Yesterday was a beautiful day. Cool, but not cold, and with just a hint of sun peeking through the clouds to warm our cheeks as we went about running our errands and making our requisite weekly zoo trip. I was determined to finally take my son's 4th birthday portraits. I had a vision of an adorable Toy Story set to match the theme of his February birthday party. Before the kids stirred in the morning, I boxed up my son's toys and loaded my equipment into the car. After the zoo, we headed to the Municipal Rose Garden, where my flawless artistic vision would spring to life.
Things did not go quite as planned. I anticipated some difficulty. Perhaps some light wrangling. Instead I found myself shooting erratically, running at full speed after a lighting fast, squealing preschooler who wanted nothing to do with his favorite toys when there was so much Outside to soak in. After four (maybe five) failed attempts to seat him in the designated area, I threw in the towel.

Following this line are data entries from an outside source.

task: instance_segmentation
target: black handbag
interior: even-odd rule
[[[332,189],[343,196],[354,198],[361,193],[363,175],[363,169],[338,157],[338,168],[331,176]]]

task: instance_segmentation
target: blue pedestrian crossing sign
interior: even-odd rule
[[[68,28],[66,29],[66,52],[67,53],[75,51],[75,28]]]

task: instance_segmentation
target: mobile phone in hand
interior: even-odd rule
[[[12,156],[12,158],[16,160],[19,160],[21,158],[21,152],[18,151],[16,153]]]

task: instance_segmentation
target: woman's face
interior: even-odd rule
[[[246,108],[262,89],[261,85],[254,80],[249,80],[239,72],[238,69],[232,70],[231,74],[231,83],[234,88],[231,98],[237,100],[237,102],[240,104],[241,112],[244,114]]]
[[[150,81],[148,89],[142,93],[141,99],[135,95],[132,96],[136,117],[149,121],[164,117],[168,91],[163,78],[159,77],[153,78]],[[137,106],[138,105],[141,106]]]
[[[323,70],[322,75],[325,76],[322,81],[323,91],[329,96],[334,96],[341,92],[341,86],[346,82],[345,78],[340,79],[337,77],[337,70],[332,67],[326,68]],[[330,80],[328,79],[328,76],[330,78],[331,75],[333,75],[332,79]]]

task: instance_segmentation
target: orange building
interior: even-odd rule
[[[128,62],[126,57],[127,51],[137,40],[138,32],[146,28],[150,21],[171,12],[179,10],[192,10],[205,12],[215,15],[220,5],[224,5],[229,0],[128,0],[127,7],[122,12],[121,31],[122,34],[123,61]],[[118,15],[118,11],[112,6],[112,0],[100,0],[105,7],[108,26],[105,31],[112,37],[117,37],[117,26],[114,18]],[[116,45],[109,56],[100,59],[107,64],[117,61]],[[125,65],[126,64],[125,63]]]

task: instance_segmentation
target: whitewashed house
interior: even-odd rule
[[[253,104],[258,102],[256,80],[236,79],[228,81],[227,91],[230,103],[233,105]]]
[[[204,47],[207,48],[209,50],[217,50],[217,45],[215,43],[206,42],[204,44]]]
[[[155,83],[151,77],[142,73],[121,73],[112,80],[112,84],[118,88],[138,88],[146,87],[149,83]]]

We went home. Immediately, he wanted to play in the backyard. I lugged my toddler and the camera outside. Buzz and Woody went to their place on the table, and he started lining up little green Army men just so before he turned on the sprinkler to get mud started for their daily dunking. I could see my attention-getting window shrinking. Calling on my old bag of tricks, I started singing a goofy song.
Wouldn't you know it? He looked. He smiled. And my heart melted.
It was at that moment that I realized that I didn't need a set to make his portraits special. Every rare moment that I can catch on camera of him smiling or laughing is so very dear to my heart. I want him to see photographs as reminders of wonderful times, not the preservation of stern commands or resentful feelings.
He is four. He likes to run down paths and through fields for the sheer joy of it. He makes mud pies to feel the different textures of the mud and rocks and sand. He dumps paints together in the sink to create colorful swirls. He watches in mute awe as airplanes and helicopters pass overhead. He cannot speak his mind, but he can show me just what he is thinking, feeling, or wants. So I know when he tugs my hand while a fast song is playing, he wants me to dance with him. When he laughs, I know he is happy. And when he lays his head on my chest when the song is over, I know that he loves me. Life is simple, chaotic, and beautiful when you are 4. I'm in no hurry to enforce the "Sit still and say cheese!" method.
So, no, I am not a child photographer. I am a mother capturing flawed, fleeting moments that I will treasure eternally. In that regard, our "sessions" will always be a success.